Me lanzó otra larga mirada cavilosa y luego continuó.

– Nunca trates demasiado bien a una mujer. Las mujeres se quedan con los borrachos, los jugadores, los chulos e incluso con los que les pegan. No pueden soportar a un tipo bueno y amable. ¿Sabes por qué? Se aburren. No quieren ser felices. Es aburrido.

– ¿Cree usted en la fidelidad? -pregunté.

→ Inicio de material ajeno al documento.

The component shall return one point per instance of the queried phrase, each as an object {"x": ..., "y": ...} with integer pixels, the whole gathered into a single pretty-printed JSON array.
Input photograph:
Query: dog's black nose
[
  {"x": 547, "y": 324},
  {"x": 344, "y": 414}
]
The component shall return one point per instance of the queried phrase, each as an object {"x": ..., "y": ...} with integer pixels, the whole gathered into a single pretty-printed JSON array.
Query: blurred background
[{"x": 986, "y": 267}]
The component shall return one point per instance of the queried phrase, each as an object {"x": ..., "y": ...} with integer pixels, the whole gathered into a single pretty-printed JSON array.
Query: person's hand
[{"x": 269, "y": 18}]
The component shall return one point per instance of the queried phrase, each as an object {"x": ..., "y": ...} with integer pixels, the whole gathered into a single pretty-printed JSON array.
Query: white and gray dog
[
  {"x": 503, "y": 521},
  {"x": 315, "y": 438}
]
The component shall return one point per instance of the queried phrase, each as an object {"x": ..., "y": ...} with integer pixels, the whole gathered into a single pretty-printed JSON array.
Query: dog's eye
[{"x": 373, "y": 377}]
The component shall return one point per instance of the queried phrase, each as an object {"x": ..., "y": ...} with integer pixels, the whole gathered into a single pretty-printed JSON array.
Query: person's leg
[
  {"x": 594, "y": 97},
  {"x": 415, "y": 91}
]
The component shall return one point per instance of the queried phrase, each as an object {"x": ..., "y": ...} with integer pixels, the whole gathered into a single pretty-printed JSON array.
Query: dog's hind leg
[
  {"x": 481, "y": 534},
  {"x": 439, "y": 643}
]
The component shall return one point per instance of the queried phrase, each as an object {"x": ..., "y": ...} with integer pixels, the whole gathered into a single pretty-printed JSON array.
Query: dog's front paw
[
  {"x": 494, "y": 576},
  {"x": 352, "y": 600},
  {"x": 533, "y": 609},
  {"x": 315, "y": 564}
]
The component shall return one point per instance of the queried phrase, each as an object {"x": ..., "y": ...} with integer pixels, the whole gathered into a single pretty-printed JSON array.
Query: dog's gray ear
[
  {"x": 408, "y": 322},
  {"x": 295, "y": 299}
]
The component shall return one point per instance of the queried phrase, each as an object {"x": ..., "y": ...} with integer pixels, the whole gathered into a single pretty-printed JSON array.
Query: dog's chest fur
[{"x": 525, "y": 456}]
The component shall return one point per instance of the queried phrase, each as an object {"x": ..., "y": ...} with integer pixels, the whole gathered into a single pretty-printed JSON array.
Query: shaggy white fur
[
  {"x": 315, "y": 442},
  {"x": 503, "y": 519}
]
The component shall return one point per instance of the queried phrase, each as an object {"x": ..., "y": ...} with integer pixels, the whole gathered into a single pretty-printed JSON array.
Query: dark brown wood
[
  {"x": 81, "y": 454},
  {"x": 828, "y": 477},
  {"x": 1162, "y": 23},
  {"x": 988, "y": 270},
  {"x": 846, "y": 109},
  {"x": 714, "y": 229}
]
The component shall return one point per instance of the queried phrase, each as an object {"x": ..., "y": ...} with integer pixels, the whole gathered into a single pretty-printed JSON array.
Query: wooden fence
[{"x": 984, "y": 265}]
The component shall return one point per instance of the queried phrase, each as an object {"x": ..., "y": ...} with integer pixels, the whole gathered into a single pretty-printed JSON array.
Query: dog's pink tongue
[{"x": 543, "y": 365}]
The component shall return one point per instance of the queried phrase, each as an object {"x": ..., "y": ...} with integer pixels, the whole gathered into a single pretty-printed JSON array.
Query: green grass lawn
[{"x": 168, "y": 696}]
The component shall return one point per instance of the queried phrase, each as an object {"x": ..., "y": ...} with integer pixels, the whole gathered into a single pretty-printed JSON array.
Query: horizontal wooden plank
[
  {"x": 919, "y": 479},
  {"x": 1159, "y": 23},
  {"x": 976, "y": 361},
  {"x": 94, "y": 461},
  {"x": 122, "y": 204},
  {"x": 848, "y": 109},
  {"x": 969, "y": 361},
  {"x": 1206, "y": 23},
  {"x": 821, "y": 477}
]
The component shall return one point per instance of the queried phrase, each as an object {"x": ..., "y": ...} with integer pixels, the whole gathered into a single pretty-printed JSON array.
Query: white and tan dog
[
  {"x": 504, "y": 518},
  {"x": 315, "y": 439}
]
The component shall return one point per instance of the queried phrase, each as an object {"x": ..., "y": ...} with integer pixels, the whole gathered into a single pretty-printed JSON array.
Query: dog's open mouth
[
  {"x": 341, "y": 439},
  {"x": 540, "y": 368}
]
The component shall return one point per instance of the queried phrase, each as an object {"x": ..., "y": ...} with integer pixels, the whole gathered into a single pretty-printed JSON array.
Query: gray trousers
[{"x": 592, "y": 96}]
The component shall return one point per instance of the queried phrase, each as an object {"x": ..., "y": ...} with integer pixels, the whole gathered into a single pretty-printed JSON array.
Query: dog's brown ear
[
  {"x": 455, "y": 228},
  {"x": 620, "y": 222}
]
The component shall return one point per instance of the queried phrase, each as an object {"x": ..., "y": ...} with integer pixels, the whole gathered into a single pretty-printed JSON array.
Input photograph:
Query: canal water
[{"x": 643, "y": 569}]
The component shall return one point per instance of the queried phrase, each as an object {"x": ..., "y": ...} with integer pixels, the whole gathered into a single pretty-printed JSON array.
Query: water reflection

– Claro. Escucha, estar enamorado significa convertir a otra persona en el objeto central de tu vida. Cuando eso ya no existe, ya no hay amor. Es otra cosa. Puede que sea mejor, más práctico. El amor, en el fondo, es una relación injusta, inestable y paranoica. En eso los hombres son peor que las mujeres. Una mujer puede joder cien veces, no apetecerle una, y él no se lo perdona. Pero no hay duda de que el primer paso cuesta abajo es cuando ella no quiere hacer el amor cuando tú quieres. No hay excusa posible, sabes. No hay dolor de cabeza. Todo eso son cuentos. En cuanto una tía empieza a rechazarte en la cama, todo ha terminado. Puedes empezar a buscar otra cosa. No creas en ninguna excusa.

Le pregunté sobre las mujeres orgásmicas que podían tener diez orgasmos por cada uno de un hombre. Lo rechazó.

– Las mujeres no se corren como los hombres -dijo-. Para ellas es un pifffff pequeñito. No es como los hombres, los hombres realmente se vuelan los sesos al correrse. Freud se acercó, pero erró el tiro. Los hombres joden de verdad. Las mujeres no.

Él no se creía todo aquello, en realidad, pero yo sabía lo que quería decir. Su estilo era la exageración.